The Company has a commercial paper program (the “Commercial Paper Program”) pursuant to which the Company issues short-term unsecured commercial paper notes (“Commercial Paper”) in one or more private placements.  Amounts available under the Commercial Paper Program are borrowed, repaid and re-borrowed from time to time.  The maturities of the Commercial Paper vary, but may not exceed 397 days from the date of issue.  The Commercial Paper is sold under customary terms in the commercial paper market and may be issued at a discount from par, or, alternatively, may be sold at par, and bears varying interest rates on a fixed or floating basis. The Commercial Paper Program is rated A-2 by Standard & Poor’s and P-2 by Moody’s and is backstopped by the Revolving Credit Facility.  Effective April 1, 2016, the maximum aggregate principal amount of the Commercial Paper outstanding under the Commercial Paper Program at any time was increased by $500.0 from $1,500.0 to $2,000.0.  The Commercial Paper is classified as long-term debt in the accompanying Condensed Consolidated Balance Sheets since the Company has the intent and ability to refinance the Commercial Paper on a long-term basis using the Revolving Credit Facility.

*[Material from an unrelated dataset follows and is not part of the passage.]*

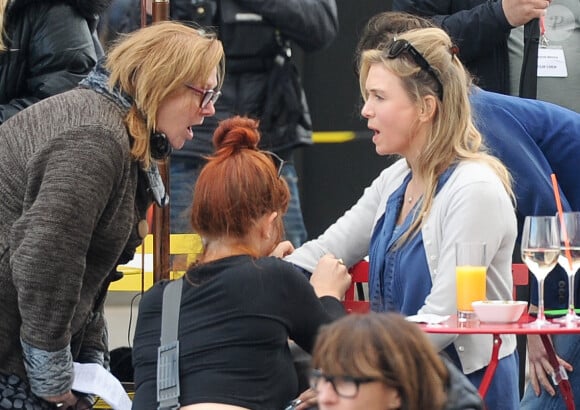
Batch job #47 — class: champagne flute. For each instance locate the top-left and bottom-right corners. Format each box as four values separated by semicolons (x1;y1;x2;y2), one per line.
556;212;580;324
521;216;560;328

The carrying value of Commercial Paper borrowings approximated their fair value given that the Commercial Paper is actively traded.  As such, the Commercial Paper is classified as Level 1 in the fair value hierarchy (Note 14).  The average interest rate on the Commercial Paper as of March 31, 2017 was 1.21%.

 

Senior Notes

 

All of the Company’s outstanding senior notes, listed in the table above, are unsecured and rank equally in right of payment with the Company’s other unsecured senior indebtedness. Interest on each series of the senior notes is payable semiannually. The Company may, at its option, redeem some or all of any series of senior notes at any time by paying 100% of the principal amount, plus accrued and unpaid interest, if any, to the date of repurchase, and if redeemed prior to the date of maturity, a make-whole premium. The fair value of the senior notes is based on recent bid prices in an active market and is therefore classified as Level 1 in the fair value hierarchy (Note 14).  The 1.55% Senior Notes are due in September 2017 and are therefore recorded, net of the related unamortized discount and debt issuance costs, within Current portion of long-term debt in the accompanying Condensed Consolidated Balance Sheets as of March 31, 2017.

 

On April 5, 2017, the Company issued $400.0 principal amount of unsecured 2.20% Senior Notes due April 1, 2020 at 99.922% of face value (the “2020 Senior Notes”) and $350.0 principal amount of unsecured 3.20% Senior Notes due April 1, 2024 at 99.888% of face value (the “2024 Senior Notes” and, together with the 2020 Senior Notes, the “Notes”).  Interest on each of these series of Notes is payable semi-annually on April 1 and October 1 of each year, commencing on October 1, 2017.  The Company may, at its option, redeem some or all of the Notes at any time by paying 100% of the principal amount, plus accrued and unpaid interest, if any, to the date of the repurchase, and if redeemed prior to the date of maturity, a make-whole premium.  If the Company redeems some or all of the 2024 Senior Notes on or after February 1, 2024, the Company shall pay 100% of the principal amount, plus accrued and unpaid interest, if any, to the date of repurchase.